Upon conclusion that the 35 Turkish monies equated to only about 10-15 euro, we returned back to the fast food area for some incredibly upsetting doner kebabs. We laughed and brushed it off even though we spent some serious time contemplating if we should eat or not. We learned to always go with your gut and never, never trust the pictures. We gathered our things and headed downstairs.
“Last call for boarding flight number 1072 to Dubai, gate 304B.” Yep, that was our flight… about to leave. We sprinted down the escalators to the bottom floor where our gate was about a hundred meters away. We made it just in time to be some of the last people through those doors. Right as we were making our way out, there’s Furqan, the now Denmark resident from Pakistan who helped us with the Turkish exchange rate. We all shared a good laugh and hopped on the bus taking us to the aircraft.
Otto and I had middle and aisle seats but scooted to the window hoping that maybe the person in that seat fancied the aisle freedom. The plane was almost completely boarded and our row still wasn’t filled. How funny would it be if Furqan had this window seat I am sitting in, I thought to myself.
You know, there’s something about your gut feeling that you should always notice and give some credit to.
“Oh yeah, there he is,” I chuckled.
“Hey look who’s sitting in my seat, ha ha ha.” We all shared yet, another laugh and a big sigh at this “coincidence,” you may call it.
After talking for approximately five minutes, the three of us knew this was no coincidence. In the midst of an important phase of the business he started a year ago called Book2Wheel, Furqan is seeking investors, writers, videographers and travelers, to help grow and support his passion of changing the lives of the less fortunate. Book4wheel is basically Airbnb for bikes and motorcycles with the mission to help provide some sort of income for those not qualified for a job that pays for the needs of a family or let alone requirements of ones personal life. Book2Wheel helps bike owners rent their scooters or motorcycles to travelers or people in need of transportation.
Furqan couldn’t have come into my life, and Otto’s life, at a better time. I enjoy writing and Otto enjoys filmmaking. We’re both traveling the world solo while looking for ways to make some sort of income ourselves. Furqan immediately pushed the idea on us to create any kind of content for the Book2Wheel blog that may involve saving money while traveling, listing places to go and things to do in a short time period, ways to travel sustainably, and all the other things we’re both very much about. Later in the conversation as the flight was taking off, the topic of energy came up. Ah, the good ole law of attraction. You see, I don’t believe in coincidences.
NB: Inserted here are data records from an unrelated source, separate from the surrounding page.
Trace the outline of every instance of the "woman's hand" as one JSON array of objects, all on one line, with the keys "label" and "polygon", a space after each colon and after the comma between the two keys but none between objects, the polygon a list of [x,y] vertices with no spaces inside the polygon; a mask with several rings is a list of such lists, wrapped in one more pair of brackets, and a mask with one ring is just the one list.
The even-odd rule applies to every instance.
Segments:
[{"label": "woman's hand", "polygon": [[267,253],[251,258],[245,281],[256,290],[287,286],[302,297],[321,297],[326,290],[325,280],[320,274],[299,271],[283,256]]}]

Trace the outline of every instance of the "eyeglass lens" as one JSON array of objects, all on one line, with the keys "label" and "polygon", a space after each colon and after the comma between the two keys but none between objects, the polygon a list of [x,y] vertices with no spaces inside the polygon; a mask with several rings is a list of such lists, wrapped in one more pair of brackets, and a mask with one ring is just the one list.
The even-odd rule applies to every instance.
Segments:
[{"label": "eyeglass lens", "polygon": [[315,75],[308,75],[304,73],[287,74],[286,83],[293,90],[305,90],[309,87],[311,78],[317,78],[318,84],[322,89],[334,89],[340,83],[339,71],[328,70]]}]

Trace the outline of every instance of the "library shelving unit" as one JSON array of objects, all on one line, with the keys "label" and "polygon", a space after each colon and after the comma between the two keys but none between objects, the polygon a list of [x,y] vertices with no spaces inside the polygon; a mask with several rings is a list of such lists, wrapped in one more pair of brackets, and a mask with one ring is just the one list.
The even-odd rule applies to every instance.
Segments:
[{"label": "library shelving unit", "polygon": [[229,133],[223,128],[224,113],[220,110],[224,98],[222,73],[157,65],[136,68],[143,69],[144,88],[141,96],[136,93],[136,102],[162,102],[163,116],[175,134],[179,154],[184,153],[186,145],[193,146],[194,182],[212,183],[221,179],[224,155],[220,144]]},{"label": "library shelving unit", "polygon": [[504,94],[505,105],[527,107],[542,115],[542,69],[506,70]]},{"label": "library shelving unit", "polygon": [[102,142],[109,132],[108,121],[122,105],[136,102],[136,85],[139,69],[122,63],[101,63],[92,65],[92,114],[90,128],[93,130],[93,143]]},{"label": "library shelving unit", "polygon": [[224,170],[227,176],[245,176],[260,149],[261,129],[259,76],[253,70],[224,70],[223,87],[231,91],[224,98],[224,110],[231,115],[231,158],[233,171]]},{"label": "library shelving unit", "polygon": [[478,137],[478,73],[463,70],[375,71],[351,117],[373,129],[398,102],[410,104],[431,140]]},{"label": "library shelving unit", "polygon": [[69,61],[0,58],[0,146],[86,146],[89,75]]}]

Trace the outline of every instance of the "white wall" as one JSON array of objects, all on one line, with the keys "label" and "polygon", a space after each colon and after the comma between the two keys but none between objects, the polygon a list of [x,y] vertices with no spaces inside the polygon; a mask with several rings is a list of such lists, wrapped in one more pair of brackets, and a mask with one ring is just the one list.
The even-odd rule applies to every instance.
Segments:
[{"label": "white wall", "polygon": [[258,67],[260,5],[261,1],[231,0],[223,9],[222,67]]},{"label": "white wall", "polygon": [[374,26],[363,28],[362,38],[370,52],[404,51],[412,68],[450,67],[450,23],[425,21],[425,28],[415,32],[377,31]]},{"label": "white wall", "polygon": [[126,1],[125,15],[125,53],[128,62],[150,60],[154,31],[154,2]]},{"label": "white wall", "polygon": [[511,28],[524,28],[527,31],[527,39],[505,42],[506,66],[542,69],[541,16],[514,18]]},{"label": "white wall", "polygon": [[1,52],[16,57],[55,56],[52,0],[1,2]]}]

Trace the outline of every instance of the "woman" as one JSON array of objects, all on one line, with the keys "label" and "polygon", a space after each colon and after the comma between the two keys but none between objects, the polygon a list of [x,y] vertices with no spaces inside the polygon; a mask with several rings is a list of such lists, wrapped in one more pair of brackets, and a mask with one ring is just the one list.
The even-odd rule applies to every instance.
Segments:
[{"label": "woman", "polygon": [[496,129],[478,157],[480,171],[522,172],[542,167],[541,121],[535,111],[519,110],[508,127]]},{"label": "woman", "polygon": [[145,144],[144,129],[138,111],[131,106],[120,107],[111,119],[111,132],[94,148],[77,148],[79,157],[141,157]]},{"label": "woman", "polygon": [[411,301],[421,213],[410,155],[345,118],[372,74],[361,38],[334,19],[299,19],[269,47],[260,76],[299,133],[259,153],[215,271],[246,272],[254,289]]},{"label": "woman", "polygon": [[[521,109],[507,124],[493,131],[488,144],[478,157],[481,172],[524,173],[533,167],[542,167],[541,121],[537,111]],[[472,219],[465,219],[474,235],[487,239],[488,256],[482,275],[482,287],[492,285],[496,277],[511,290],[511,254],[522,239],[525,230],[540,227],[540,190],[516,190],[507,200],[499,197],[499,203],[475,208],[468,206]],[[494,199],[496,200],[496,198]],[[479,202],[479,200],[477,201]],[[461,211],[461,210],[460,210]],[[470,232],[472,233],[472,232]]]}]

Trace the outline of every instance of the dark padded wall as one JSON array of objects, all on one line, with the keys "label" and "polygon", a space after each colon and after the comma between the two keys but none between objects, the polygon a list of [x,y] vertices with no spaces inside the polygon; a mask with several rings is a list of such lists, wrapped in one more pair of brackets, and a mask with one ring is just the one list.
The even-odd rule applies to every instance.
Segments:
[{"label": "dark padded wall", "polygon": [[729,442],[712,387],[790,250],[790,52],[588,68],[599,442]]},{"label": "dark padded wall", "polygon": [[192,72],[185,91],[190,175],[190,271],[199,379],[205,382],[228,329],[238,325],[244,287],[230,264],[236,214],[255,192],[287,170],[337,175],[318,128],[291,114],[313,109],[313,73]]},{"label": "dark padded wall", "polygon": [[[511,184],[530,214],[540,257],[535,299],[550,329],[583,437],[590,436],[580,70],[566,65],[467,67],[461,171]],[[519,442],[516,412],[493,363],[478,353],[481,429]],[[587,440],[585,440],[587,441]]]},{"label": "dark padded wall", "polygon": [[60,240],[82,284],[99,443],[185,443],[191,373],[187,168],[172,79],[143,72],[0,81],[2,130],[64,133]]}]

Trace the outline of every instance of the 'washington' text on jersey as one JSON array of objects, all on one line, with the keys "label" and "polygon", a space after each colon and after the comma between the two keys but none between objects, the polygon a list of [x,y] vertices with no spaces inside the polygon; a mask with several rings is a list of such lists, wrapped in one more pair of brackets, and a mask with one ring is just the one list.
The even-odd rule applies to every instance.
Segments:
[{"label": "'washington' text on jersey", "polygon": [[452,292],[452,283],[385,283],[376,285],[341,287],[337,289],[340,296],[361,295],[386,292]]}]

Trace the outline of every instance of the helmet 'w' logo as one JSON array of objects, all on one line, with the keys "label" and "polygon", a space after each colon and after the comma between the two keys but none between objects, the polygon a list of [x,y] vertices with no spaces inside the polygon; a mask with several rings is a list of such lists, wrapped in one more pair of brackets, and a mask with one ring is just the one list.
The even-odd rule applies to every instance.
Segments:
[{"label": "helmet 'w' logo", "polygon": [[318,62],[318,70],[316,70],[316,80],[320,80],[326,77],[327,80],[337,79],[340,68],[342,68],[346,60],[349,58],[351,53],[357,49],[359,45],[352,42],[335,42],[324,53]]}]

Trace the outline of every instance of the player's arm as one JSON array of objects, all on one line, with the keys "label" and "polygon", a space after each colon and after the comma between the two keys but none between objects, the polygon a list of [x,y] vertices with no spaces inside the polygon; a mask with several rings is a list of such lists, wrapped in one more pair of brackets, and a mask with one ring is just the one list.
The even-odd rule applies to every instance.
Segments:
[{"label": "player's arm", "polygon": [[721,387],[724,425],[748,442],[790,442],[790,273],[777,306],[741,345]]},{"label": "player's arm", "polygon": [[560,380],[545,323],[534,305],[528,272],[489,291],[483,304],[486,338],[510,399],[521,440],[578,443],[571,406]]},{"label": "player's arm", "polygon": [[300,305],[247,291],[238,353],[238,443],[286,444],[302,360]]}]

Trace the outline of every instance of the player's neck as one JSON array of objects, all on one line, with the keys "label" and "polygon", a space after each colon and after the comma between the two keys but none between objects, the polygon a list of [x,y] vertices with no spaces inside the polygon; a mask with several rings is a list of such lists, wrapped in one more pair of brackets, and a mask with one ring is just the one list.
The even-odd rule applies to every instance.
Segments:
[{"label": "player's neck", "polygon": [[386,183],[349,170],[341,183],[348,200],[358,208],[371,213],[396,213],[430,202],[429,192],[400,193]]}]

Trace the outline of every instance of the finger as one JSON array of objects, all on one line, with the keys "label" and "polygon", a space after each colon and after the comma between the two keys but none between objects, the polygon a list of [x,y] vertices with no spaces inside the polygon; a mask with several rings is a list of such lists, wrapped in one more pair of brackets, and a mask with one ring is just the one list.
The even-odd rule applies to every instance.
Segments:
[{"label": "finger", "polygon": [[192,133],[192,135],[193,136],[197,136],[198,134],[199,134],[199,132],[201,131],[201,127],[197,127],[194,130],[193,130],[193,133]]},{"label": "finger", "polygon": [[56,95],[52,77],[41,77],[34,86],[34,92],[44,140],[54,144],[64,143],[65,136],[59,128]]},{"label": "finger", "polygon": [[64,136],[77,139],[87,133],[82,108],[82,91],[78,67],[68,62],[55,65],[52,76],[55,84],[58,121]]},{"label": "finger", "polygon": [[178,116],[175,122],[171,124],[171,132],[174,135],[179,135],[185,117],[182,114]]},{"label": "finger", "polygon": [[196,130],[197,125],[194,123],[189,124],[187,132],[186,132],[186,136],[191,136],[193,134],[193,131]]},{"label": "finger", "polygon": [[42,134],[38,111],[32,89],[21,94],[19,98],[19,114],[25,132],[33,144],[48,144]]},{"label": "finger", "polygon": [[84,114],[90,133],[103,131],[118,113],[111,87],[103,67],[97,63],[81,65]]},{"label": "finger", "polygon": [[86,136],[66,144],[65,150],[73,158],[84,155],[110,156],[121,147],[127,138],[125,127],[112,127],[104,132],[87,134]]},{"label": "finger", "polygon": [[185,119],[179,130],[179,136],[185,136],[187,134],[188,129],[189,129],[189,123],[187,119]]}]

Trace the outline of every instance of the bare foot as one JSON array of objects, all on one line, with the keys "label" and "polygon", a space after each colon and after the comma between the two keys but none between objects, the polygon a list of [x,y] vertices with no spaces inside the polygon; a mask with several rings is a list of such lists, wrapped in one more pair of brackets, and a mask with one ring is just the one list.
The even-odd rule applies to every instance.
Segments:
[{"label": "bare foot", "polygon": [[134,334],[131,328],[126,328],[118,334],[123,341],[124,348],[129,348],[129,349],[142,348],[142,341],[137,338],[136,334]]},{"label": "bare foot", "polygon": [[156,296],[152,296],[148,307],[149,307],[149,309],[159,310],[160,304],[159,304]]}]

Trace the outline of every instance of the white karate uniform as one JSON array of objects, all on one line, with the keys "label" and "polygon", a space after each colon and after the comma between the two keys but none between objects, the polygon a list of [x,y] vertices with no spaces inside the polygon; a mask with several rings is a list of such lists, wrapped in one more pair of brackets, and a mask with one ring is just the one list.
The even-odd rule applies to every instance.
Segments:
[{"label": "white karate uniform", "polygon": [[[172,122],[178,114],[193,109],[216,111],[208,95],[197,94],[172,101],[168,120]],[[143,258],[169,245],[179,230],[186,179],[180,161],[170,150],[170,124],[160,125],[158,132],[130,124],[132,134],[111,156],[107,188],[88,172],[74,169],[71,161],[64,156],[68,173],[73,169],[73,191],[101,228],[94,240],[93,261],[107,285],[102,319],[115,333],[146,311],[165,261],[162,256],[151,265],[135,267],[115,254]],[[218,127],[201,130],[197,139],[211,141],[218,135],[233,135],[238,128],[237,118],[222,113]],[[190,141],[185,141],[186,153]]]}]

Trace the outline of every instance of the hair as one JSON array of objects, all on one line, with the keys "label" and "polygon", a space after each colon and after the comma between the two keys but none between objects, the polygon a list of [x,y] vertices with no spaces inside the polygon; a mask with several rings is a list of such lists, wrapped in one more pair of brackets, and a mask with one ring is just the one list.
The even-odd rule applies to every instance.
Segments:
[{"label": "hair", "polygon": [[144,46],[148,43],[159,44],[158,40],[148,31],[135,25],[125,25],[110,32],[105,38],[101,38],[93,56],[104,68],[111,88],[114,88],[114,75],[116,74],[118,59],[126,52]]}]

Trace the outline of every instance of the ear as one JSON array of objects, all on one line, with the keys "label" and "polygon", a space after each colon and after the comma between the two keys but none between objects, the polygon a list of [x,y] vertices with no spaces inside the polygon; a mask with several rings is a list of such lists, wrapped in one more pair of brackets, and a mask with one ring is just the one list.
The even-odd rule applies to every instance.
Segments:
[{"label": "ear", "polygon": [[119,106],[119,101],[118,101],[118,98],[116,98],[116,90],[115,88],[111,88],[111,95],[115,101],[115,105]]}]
I believe that things come to you based on the energy you emit. There was so much fun involved in the two hours Otto and I spent in the Istanbul airport running around trying to understand the currency, sharing a hard boiled egg to see if it could settle our stomachs until Dubai, and then nearly missing our flight. We embraced and made the most out of all these occurrences and I know that meeting Furqan in the restaurant, then at the flight gate, and now seated directly next to me (sleeping as we speak), only meant one thing—we were meant to meet, learn about his business, talk about the possibility of him sponsoring our travels as we document our trip for Book2Wheel, and supporting one another’s personal endeavors. The good vibrations exchanged between us combined together formed a great energy of positivity and community. No coincidences here.
We were mean to meet, share stories, and discuss ways to collaborate for the greater good while expanding and extending our travel explorations. There is something about letting go and trusting the path you’re on that brings light and the right things into orbit. I think I speak for all three of us new friends when I say that when you smile at life, life smiles back at you. To notice the good in every situation is a choice, a choice worth making, just as happiness is a choice. So I encourage you. Choose optimism. Choose empathy. Choose the life that so badly wants to show you what you’re missing.